Diversas influências musicais podem ser flagradas em constante diálogo com seus versos intensos, ácidos, e a certeira disposição de contrastar com o que observava. Sua obra é repleta de intertextualidade, o que já o colocou em conversa com Bob Dylan, John Lennon, Caetano Veloso, Stanley Kubrick. Belchior foi alguém que fez Dante Alighieri e Olavo Bilac conviverem na mesma canção – que ele concluía, mais uma vez, demarcando: enquanto houver espaço, corpo, tempo e algum modo de dizer não, eu canto.
Aliás, até para falar de romance, Belchior conseguia ser original. A Divina Comédia Humana, uma das minhas prediletas, aborda com naturalidade e doçura o que quase todos veem como a triste fatalidade do amor, ao indicar que, sendo que nada é eterno, a certeza do fim não deveria amedrontar ninguém.
A falta que lhe fazia sua casa, o Ceará, foi retratada numa narrativa de saudade que percorreu muitas músicas belas, cada vez empunhando uma tonalidade diferente da mesma dor. A América Latina pulsava nele, a ponto de A Palo Seco tornar-se quase um hino da latinoamericanidade, num país que poucas vezes se lembra de que é esse o contexto no qual está inserido. E ali, outra vez, ele revela: eu quero é que este canto torto, feito faca, corte a carne de vocês.
Era atento observador do seu tempo, com quem sempre brigou. Exibindo as cicatrizes que marcam aqueles e aquelas que têm que deixar sua terra natal, ele deixava escapar sua melancolia de mãos dadas com sua ânsia de futuro.
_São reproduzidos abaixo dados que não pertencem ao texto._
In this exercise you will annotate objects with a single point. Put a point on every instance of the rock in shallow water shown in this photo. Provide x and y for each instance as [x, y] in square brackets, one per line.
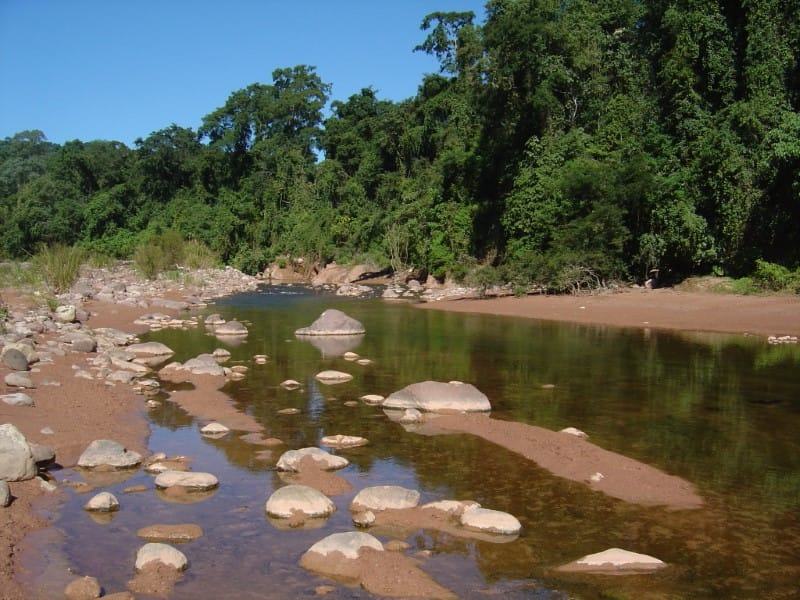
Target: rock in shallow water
[287, 501]
[333, 322]
[437, 396]
[383, 497]
[109, 454]
[161, 553]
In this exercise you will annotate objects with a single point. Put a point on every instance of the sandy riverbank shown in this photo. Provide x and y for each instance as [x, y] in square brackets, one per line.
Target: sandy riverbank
[657, 309]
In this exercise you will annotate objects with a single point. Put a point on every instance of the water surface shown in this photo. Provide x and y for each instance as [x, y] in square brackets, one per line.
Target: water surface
[720, 411]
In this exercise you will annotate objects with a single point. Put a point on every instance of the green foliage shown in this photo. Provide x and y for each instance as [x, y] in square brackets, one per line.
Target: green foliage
[582, 141]
[59, 266]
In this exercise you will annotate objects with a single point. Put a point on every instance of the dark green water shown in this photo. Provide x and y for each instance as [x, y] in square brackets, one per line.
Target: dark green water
[720, 411]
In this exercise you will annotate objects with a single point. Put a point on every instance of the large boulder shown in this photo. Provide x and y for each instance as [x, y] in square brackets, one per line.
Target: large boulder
[288, 501]
[384, 497]
[437, 396]
[291, 459]
[16, 457]
[333, 322]
[108, 454]
[161, 553]
[615, 561]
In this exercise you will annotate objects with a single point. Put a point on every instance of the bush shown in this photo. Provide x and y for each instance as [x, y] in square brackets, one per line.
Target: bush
[59, 266]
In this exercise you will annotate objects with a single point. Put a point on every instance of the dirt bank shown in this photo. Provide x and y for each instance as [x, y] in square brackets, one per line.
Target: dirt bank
[658, 309]
[573, 458]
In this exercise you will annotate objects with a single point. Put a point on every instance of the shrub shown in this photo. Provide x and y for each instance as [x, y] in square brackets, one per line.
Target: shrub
[59, 266]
Sendo ele um crítico dos modismos e do entusiasmo exacerbado, quando esboçava um sorriso de esperança em meio ao marasmo que via, ninguém era capaz de fazer melhor, e com tão singela grandeza. A música que vinha concentrando minha atenção nos últimos dias era justamente Tudo Outra Vez, onde ele diz que viveria as coisas novas, que também são boas, o amor, o humor das praças cheias de pessoas. E agora nós é que queremos tudo, tudo outra vez.
O cara angustiado para superar o “velho”; avesso a reverências e obediências. Quem conhece a obra de Belchior tem a impressão de estar diante de uma inquietação sem limites, que talvez tenha encontrado na referida missão um alento na busca de paz e dias melhores. Sua ironia era de uma riqueza extraordinária, porque contida no universo sem fronteiras do filósofo-artista que, assim como Drummond, tinha o tempo como sua matéria.
Belchior não existiu. Foi uma Alucinação que a gente teve.
3 comentários:
Nem vem querer me impedir de chorar.
Sem essa de "Ele iria querer nos ver celebrando".
kkkk... Não ele não era desses, e eu jamais diria isso. Só disse que nosso show não será uma homenagem póstuma. :)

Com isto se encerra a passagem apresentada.